Si en algo coinciden Puerto y Concello de todo cuanto ha sucedido es que el muelle desplomado se vino abajo por un fallo estructural, no por los desperfectos en el pavimento reiteradamente denunciados. Fue la estructura de hormigón y acero que sostenía el paseo de madera la que colapsó y se convirtió en una trampa para cientos de jóvenes que asistían al concierto. Los técnicos tendrán ahora que averiguar el origen de ese fallo en una plataforma que en principio había sido diseñada para soportar una tonelada de peso por metro cuadrado. Las inspecciones en marcha aclararán si hubo o no un exceso de carga, si el denominado efecto "resonancia" provocado por la vibración de los saltos de la gente fue debidamente calculado o no, o si como parece lo más evidente la debilidad de la estructura, sometida durante más de treinta años a la corrosión marina, ya la convertía de antemano en una bomba de relojería como consecuencia de su abandono. O si confluyeron esos u otros factores.

Hasta ahí la coincidencia porque a la hora de asumir responsabilidades por el siniestro se las endosan uno al otro y todos las eluden. El Concello sostiene que no tiene ninguna porque la zona que se desplomó es estrictamente portuaria y así lo refrenda el Plan de Usos y el Boletín Oficial del Estado, por lo que en modo alguno -dice- le corresponde el mantenimiento de esa estructura. Y apela a que dio el permiso para el festival porque cumplía estrictamente con la ley. El Puerto, que cedió el espacio para el evento, arguye lo contrario: que ese ámbito forma parte del proyecto de "Abrir Vigo al Mar", que hace responsable del mantenimiento de la obra al Concello por el acuerdo firmado en los años noventa entre las dos instituciones y Zona Franca. Los organizadores de O Marisquiño, por su parte, argumentan que todo lo hicieron en regla, que cumplieron con la normativa y que no se sobrepasó el aforo establecido.

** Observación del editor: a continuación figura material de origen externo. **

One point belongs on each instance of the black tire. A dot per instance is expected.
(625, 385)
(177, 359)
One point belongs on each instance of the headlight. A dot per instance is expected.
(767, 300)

Al margen del ámbito que alcanza el discutido convenio de "Abrir Vigo al Mar", resulta lamentable comprobar que durante casi tres décadas, todos cuantos responsables políticos han ocupado la Autoridad Portuaria y la Alcaldía hayan sido incapaces de colaborar entre sí para eliminar ambigüedades y dejar claras de una vez por todas las competencias de cada quien en el frente marítimo. En vez de acabar con las disputas, prefirieron afanarse en confrontar para buscar el desgaste político del adversario.

El desgraciado accidente que afortunadamente no acabó en tragedia viene a constatar lo nefasto que ha resultado durante tanto tiempo esa perniciosa falta de entendimiento institucional, consecuencia en gran parte de no haber dejado el Puerto al margen de las banderías políticas. El de Vigo no ha sido precisamente un ejemplo. Daría para escribir un libro de todo lo contrario. Unos y otros lo han utilizado como plataforma o refugio político, de ahí que ninguno pueda negar algún tipo de responsabilidad en ello.

Lo cierto, como FARO se ha cansado de denunciar, es que la fachada marítima ha estado sometida durante décadas a una putrefacta batalla por intereses partidistas y eso nos ha llevado a una situación deleznable, más palmaria que nunca por la gravedad de lo que ahora acaba de ocurrir. Lo sucedido evidencia que no se hizo todo lo que se debía para evitarlo. Porque si el hundimiento del muelle pone en duda que las garantías de control para el espectáculo fueron suficientes, causa todavía mayor indefensión pública y alarma social saber que durante todos estos años nadie se encargó de inspeccionar la estructura ni de su más elemental conservación con el consiguiente riesgo para las vidas humanas. Tan absolutamente inaceptable como que jamás nadie se percatase de tan flagrante falta de control.

Por eso es fundamental saber lo qué ha ocurrido y por qué, para evitar que una desgracia como esta se repita. La Justicia debe depurar todas las responsabilidades a que hubiera lugar, sin contemplaciones, llevando la investigación hasta el final. Sin prisas pero sin pausa. Y mientras, más allá de quien tenga o no razón, es el momento de que las administraciones pongan fin a tan deleznable peloteo político y aprovechen de una vez por todas para acabar de paso con el abandono y las deficiencias que afectan a una de las zonas más nobles de Vigo como es su frente marítimo. Conviene tenerlo muy presente para reclamar también en este terreno responsabilidades a quien corresponda y evitar negligencias futuras.